José Nabuco Filho, 39 anos, leciona na Faculdade de Direito da Universidade São Judas Tadeu, em São Paulo.

Na quarta-feira (13) o delegado do 3º Distrito Policial de Jaú, Wanderley Vendramini, apresentou à imprensa o resultado do inquérito policial que apurou o descarte de cerca de 500 quilos de linguiça da merenda escolar da Prefeitura de Jaú. O delegado anunciou que dois funcionários, Jorge Mário Lopes da Silva e Alair da Silva Brandão, estavam sendo indiciados por peculato culposo, enquanto que o ex-secretário de Educação, José Aparecido de Oliveira, era indiciado por peculato doloso. (Leia mais sobre o caso)

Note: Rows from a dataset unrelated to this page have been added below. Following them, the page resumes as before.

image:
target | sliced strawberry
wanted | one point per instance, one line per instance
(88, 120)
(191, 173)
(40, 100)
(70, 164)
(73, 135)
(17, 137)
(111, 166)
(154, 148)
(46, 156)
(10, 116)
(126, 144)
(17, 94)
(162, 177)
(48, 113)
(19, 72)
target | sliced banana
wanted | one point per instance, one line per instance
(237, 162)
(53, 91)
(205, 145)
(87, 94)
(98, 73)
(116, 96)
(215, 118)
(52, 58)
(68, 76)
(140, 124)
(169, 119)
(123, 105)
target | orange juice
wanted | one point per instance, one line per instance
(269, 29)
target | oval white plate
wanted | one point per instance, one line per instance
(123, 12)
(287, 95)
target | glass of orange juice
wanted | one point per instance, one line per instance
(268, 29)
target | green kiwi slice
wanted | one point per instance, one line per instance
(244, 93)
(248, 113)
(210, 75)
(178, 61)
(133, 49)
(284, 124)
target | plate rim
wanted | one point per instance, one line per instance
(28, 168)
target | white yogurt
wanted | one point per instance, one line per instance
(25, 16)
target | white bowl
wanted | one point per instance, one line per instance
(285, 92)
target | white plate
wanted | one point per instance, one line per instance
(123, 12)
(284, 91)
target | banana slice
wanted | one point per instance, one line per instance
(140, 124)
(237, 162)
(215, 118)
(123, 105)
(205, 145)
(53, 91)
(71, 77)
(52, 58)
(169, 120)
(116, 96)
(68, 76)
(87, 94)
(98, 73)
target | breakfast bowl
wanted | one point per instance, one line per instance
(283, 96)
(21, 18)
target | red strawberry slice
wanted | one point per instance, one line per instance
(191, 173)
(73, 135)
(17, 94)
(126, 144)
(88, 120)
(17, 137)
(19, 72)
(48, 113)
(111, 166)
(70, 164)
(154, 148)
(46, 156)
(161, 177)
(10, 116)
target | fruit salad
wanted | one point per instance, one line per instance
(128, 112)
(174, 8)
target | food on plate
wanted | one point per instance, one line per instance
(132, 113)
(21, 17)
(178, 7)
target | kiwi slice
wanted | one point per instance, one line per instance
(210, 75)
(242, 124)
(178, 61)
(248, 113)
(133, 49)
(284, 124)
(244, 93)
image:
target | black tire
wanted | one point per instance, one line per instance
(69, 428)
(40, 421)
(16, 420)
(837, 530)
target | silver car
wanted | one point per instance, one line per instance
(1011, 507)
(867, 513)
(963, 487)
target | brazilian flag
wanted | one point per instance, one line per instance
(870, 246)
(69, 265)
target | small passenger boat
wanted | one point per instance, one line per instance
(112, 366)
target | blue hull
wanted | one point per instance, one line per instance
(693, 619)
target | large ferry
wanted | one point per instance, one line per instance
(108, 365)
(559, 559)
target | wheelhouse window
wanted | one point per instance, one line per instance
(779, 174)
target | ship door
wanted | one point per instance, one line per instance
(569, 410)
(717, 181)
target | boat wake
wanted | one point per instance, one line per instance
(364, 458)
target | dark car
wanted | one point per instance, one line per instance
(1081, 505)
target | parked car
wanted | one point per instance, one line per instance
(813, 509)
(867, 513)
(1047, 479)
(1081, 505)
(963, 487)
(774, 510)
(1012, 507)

Veja abaixo o que diz a lei, pelo artigo 312 do Código Penal:

Peculato
Art. 312 - Apropriar-se o funcionário público de dinheiro, valor ou qualquer outro bem móvel, público ou particular, de que tem a posse em razão do cargo, ou desviá-lo, em proveito próprio ou alheio:
Pena - reclusão, de dois a doze anos, e multa.
§ 1º - Aplica-se a mesma pena, se o funcionário público, embora não tendo a posse do dinheiro, valor ou bem, o subtrai, ou concorre para que seja subtraído, em proveito próprio ou alheio, valendo-se de facilidade que lhe proporciona a qualidade de funcionário.

Peculato culposo
§ 2º - Se o funcionário concorre culposamente para o crime de outrem:
Pena - detenção, de três meses a um ano.
§ 3º - No caso do parágrafo anterior, a reparação do dano, se precede à sentença irrecorrível, extingue a punibilidade; se lhe é posterior, reduz de metade a pena imposta.
 

3 Comentários(Deixe o seu)

  • Andre MAradona

    Na verdade mais uma vez estamos fazendo papel de idiotas pois jogaram a linguiça destinada pra merenda fora , e o que vai acontecer? Nada... pois quem tem poder sempre tem a razão, agora se jogar a merenda que é comprada com o dinheiro do povo não é crime então a coisa esta do jeito que o Diabo gosta,vamos começar a sair aprontando pelas ruas da cidade pois ta tudo liberado!!!!!!!!!!!!!!
    Ja que a justiça do homem não funciona vamos esperar pela justiça divina pois esta nunca falha!

  • marcos cunha

    tem 2 funcionarios e 1 secretario pode ter certeza os 2 funcionarios vao se fu@!#$%¨e o secretario é bem capaz dele ganhar algum premio por ferrar os coitados !!! ai na proxima eleiçao os trouxas dos eleitores votam nele e abraçam , pedem voto pro dr fazem carreata ai ta tudo bem de novo !!

  • Glaucia

    Nesse caso o que mais me intriga é "Quem denunciou?" Será que foi alguém lá de dentro da S.E.? Se sabia que estava errado, por que não interferiu? Qual a verdadeira intenção em denunciar?
    Sinistro!!!!
    Que cada um responda por seus atos e repense seus valores antes de acatar ordens que evidenciam ilegalidade.